Finding a trusted expert in this field is pretty easy, and most cryptography experts are humble enough to admit when something is out of their depth.
And if you're out of better options, this sort of high-level guidance is something I do offer in a timeboxed setting (up to one hour) for a flat rate: https://soatok.com/critiques
crote|1 year ago
Do you happen to know of a similar resource applicable to common HN deployment scenarios, like regular client-server auth?
For example, in your Beyond Bcrypt blog post[0] you seem to propose hand-writing a wrapper around bcrypt as the best option for regular password hashing. Are there any vetted cross-language libraries which take care of this? If one isn't available, should I risk writing my own wrapper, or stick with your proposed scrypt/argon2 parameters[1] instead?

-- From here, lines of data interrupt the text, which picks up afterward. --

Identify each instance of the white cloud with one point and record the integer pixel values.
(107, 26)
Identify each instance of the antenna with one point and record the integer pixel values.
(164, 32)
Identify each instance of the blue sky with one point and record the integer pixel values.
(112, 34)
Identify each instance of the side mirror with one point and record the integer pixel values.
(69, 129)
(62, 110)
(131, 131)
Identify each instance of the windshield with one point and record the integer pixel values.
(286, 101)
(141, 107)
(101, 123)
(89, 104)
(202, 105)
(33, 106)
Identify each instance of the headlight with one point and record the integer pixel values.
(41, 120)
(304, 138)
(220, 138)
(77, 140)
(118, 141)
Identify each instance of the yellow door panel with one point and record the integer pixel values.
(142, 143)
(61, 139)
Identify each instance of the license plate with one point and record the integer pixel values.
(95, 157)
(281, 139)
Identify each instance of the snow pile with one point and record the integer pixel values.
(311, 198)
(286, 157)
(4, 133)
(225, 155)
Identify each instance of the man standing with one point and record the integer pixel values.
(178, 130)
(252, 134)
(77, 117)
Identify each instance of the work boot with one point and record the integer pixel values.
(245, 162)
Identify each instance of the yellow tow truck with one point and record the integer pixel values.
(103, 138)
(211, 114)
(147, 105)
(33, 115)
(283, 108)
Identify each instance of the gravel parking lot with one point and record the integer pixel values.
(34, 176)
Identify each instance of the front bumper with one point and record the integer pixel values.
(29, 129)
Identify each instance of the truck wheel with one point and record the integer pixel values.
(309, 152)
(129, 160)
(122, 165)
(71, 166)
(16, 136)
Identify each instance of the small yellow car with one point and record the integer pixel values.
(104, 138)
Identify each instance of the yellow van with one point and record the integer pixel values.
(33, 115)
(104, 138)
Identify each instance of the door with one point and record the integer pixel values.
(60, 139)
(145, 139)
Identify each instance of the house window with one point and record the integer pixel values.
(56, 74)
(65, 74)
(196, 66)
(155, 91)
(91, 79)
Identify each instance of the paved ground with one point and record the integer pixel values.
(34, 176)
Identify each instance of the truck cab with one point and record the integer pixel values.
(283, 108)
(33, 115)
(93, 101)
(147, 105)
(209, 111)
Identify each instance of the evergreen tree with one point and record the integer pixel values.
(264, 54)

Should I perhaps be using some kind of PAKE to authenticate users?
The internet is filled with terrible advice ("hash passwords, you can use md5"), outdated advice ("hash passwords, use SHA with a salt"), and incomplete advice ("just use bcrypt") - followed up by people telling you what not to do ("don't use bcrypt - it suffers from truncation and opens you up to DDOS"). But to me as an average programmer, that just leave behind a huge void. Where are the well-vetted batteries-included solutions I can just deploy without having to worry about it?
[0]: https://soatok.blog/2024/11/27/beyond-bcrypt/
[1]: https://soatok.blog/2022/12/29/what-we-do-in-the-etc-shadow-...
thyristan|1 year ago
You whole-heartedly recommend sigstore, a trusted-third-party system which plainly trusts the auth flows of the likes of Google or Github. It is basically a signature by OpenID-Login. This is no better than just viewing everything from github.com/someuser as trusted. The danger of key theft is replaced by the far higher danger of account theft, password loss and the usual numerous auth-flow problems with OpenID.
Why should I take those recommendations seriously?